Extended Data Fig. 2: Gene expression and alternative splicing profiles across samples.

(a) Number of expressed genes (Transcripts per Million, TPM > 0.1) increases rapidly with the increasing number of clean reads across all 8,536 samples, reaching a plateau at 50 million reads. The black line is the smoothed curve fitted by a generalized additive model using geom_smooth function from ggplot2 (v3.3.6) in R (v3.4.1).

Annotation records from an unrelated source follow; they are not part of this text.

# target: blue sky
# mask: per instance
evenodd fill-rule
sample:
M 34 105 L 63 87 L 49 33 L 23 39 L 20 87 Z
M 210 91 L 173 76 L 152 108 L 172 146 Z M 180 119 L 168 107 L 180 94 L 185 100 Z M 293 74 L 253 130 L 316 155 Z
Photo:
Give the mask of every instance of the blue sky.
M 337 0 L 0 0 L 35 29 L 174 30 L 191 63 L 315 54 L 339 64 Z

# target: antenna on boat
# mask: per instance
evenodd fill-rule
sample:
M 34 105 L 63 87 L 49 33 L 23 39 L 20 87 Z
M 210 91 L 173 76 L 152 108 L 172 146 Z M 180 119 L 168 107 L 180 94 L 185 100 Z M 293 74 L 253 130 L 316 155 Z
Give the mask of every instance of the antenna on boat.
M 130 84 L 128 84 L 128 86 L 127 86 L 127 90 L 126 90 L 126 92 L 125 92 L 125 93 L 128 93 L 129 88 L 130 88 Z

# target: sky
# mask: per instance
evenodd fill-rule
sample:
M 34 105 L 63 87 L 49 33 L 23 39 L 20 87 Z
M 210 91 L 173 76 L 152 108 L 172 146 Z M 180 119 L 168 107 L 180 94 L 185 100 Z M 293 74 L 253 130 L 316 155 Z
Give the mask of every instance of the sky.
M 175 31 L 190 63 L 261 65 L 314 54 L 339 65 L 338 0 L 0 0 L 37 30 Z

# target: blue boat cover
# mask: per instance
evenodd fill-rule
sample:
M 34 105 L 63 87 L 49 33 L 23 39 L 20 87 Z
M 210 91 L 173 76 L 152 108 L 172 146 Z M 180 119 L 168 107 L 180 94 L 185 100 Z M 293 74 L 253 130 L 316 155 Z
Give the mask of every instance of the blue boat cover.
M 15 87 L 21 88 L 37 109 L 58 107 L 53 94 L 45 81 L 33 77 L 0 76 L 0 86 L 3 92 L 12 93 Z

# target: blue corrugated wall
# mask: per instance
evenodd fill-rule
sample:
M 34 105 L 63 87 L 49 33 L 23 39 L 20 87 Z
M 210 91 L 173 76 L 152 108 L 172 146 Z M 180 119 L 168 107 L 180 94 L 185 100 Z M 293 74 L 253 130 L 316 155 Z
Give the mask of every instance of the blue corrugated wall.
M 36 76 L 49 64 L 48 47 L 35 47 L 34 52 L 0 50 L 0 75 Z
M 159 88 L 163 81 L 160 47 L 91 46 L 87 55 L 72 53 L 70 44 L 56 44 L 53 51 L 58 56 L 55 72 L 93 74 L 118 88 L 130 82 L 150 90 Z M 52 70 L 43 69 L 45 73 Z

The shaded area around the lines represents the 95% confidence interval for the fitted values (the line). (b) The percentage of unexpressed genes (TPM < 0.1 across all samples) on known chromosomes (Known) and unplaced scaffolds (Unplaced, 54.10%). (c-f) Compared to expressed genes, the unexpressed genes have shorter gene length (df = 21,921, P = 2.2 × 10−4) (c), fewer exons (df = 27,675, P = 2.5 × 10−5) (d), higher CG density (df = 21,921, P = 1.5 × 10−103) (e), and higher dN/dS ratio (df = 19,718, P = 5.4 × 10−21) (f). (g) The number of spliced introns increases rapidly with the increasing number of clean reads across samples, reaching a plateau at 100 million reads. The smoothed curve and the shaded band are obtained using the same method as in (a). (h-k) Compared to all genes, genes without spliced introns in any tissues have shorter gene length (df = 22,320, P = 2.9 × 10−18) (h), fewer exons (df = 17,690, P = 7.4 × 10−52) (i), lower expression levels (median gene expression levels across samples, df = 28,479, P = 0.35) (j), and higher dN/dS ratio (df = 19,921, P = 3.7 × 10−32) (k). All the P values above are obtained based on the two-sided Welch two sample t-test, and * indicates P < 0.05. (l) Distribution of gene types for those without spliced introns. (m) Significant terms (P < 0.05) of Gene Ontology for genes without spliced introns based on the hypergeometric test.